'Sowing despair and misery': Farmer protests denounce EU's free trade agreements

'Sowing despair and misery': Farmer protests denounce EU's free trade agreements
Credit: Belga/Benoit Doppagne

Over 900 tractors took to the Brussels' EU Quarter on Monday to express their displeasure with European agricultural policy and their anger against "a neoliberal policy in which everything is being sold off," farmers' organisations said.

The European Union should take a completely different tack, abandoning "cold numbers" for a policy that includes "the socially disadvantaged," Farmers' Forum President Tijs Boelens told Belga News Agency.

"They just want to give us crumbs, but we want bread and even the whole bakery," Boelens said. "By this, I mean that the real solution lies in a different trade policy, keeping the food strategy in our own hands."

"If you carry farmers to the grave economically and then put the knife to their throats ecologically, you get this frustration. If Europe chooses to sow despair and misery, it will reap anger."

Frustrated since the 1980s

Boelens dismissed the commitments already made by the European Commission, such as further permitting pesticide use and postponing the compulsory set-aside of part of the agricultural land, and instead advocated a new 'New Deal', in which wealth is redistributed within Europe.

The negotiations with Argentina, Brazil, Paraguay and Uruguay for a new free trade agreement – the Mercosur agreement – is just "the latest outgrowth of a policy that sees economic gain as the sole objective," according to the Farmers' Forum.

Farmers fear that cheap agricultural products, which also do not meet European requirements, will flood the European market while farmers within the EU have to abide by a set of strict measures.

Previous examples include the free trade agreement with Canada and measures regarding cheap crop imports from Ukraine. In fact, farmers' frustrations date back to the 1980s, Boelens stated. Farmers have also repeatedly expressed these frustrations peacefully, "but we are only listened to reluctantly when we stir things up."

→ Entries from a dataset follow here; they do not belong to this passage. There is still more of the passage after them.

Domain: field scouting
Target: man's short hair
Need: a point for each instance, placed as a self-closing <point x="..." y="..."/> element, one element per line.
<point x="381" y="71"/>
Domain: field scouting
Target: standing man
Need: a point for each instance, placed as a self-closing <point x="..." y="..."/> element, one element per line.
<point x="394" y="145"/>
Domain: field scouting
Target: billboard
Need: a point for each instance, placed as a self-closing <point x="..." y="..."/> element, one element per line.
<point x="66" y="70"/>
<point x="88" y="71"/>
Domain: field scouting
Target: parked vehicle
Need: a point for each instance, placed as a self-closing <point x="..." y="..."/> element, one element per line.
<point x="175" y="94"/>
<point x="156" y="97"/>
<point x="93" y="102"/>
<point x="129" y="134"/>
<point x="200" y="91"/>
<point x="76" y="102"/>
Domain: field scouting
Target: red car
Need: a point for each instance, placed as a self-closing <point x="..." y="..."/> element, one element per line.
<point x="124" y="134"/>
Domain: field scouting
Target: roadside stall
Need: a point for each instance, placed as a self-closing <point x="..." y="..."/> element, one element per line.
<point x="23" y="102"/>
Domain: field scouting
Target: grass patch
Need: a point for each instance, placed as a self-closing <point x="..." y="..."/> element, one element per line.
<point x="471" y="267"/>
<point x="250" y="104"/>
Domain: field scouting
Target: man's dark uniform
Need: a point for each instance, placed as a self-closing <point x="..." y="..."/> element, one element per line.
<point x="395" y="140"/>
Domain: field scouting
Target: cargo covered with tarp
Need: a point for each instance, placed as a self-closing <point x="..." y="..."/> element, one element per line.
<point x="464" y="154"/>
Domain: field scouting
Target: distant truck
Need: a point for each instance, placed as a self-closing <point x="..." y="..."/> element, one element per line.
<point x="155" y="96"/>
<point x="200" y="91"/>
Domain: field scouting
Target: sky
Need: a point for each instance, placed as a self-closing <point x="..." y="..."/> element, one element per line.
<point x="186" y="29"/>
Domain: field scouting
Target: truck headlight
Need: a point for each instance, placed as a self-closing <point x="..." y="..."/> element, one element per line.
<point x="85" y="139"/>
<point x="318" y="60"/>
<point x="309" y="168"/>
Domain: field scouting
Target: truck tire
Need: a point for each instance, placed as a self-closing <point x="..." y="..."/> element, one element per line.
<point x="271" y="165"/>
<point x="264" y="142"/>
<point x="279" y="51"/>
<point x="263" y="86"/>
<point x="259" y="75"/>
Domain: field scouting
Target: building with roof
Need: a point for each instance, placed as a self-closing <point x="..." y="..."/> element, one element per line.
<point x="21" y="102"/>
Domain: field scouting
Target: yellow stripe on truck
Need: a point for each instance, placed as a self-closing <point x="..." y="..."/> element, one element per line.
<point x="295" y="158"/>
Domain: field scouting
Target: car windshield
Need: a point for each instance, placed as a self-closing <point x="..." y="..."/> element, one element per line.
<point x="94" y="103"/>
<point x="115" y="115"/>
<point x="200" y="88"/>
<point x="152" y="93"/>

Farmers continue their protest across Europe as they demand better conditions to grow, produce and maintain a proper income. Credit: Belga / Benoit Doppagne

Meanwhile, the European agriculture ministers support the Commission's proposals to reduce the administrative burden on farmers in the short term, but added that the European response to the crisis in the sector should not stop there.

Ahead of the summit on Monday, the European Commission had already set out a number of short-term measures to ease the administrative burden on farmers, such as having fewer arable areas converted to permanent pasture and reducing the number of farm visits by national authorities.

"The Council believes that these proposals go in the right direction. It is a first step to provide a quick response at European level to the situation farmers are facing, but it is not enough," Belgian Agriculture Minister David Clarinval said afterwards. "The Commission is being asked to quickly add new, even more ambitious measures to its proposals."

Decent income for farmers

However, the Walloon farmers' federation FUGEA made it clear that their one number demand was a guaranteed decent income for farmers. "To achieve this, we have no choice but to move away from the policies of free trade and market deregulation," Timothée Petel, FUGEA's policy officer, told Le Soir.

The federation wants the European Commission to take "strong action on these issues" and considers its recent decisions to be "largely insufficient."

"The Commission is proposing to put certain environmental rules on hold (which we did not ask for) and to simplify administrative procedures," Petel stressed. "Admittedly, this is necessary for farmers, but it does not address our priority, which is to set fair prices."

Farmers continue their protest across Europe as they demand better conditions to grow, produce and maintain a proper income. Credit: Belga / Benoit Doppagne

In several places around Schuman Square, the farmers started fires with plastic, tyres and straw, leading to jet-black plumes of smoke and a penetrating stench in the European Quarter. The police deployed water cannons several times to extinguish the fires and the fire brigade also intervened.

Near the Chaussée d'Etterbeek, a cat-and-mouse game between a dozen hotheads and the police took place for hours. By using tractors and projectiles, farmers tried to approach a police blockade, to which the police responded by deploying water cannons several times and firing tear gas.

As well as empty bottles and street furniture, the police also had eggs thrown at their heads. Three officers were injured during the clashes, a spokesperson for the Brussels-Capital/Ixelles police zone confirmed.

Extensive damage

Around 15:00, the first tractors started heading home. Police sent away the last farmers still standing around a pile of plastic and tyres that were set alight on Rue de la Loi some two hours later, so that the fire brigade could put out the blaze.

They left behind straw, (burnt-out) tractor tyres and empty cans on and around the Schuman Square. The damage was surveyed and cleaned up by Brussels Propreté, said the Executive Director for road maintenance in Brussels, Dimitri Strobbe.

"There is a huge mess and the damage is quite extensive. First repairs will happen as early as tonight! Thank you to the fire brigade, police, contractors, Brussels Propreté and City of Brussels," he said on Monday.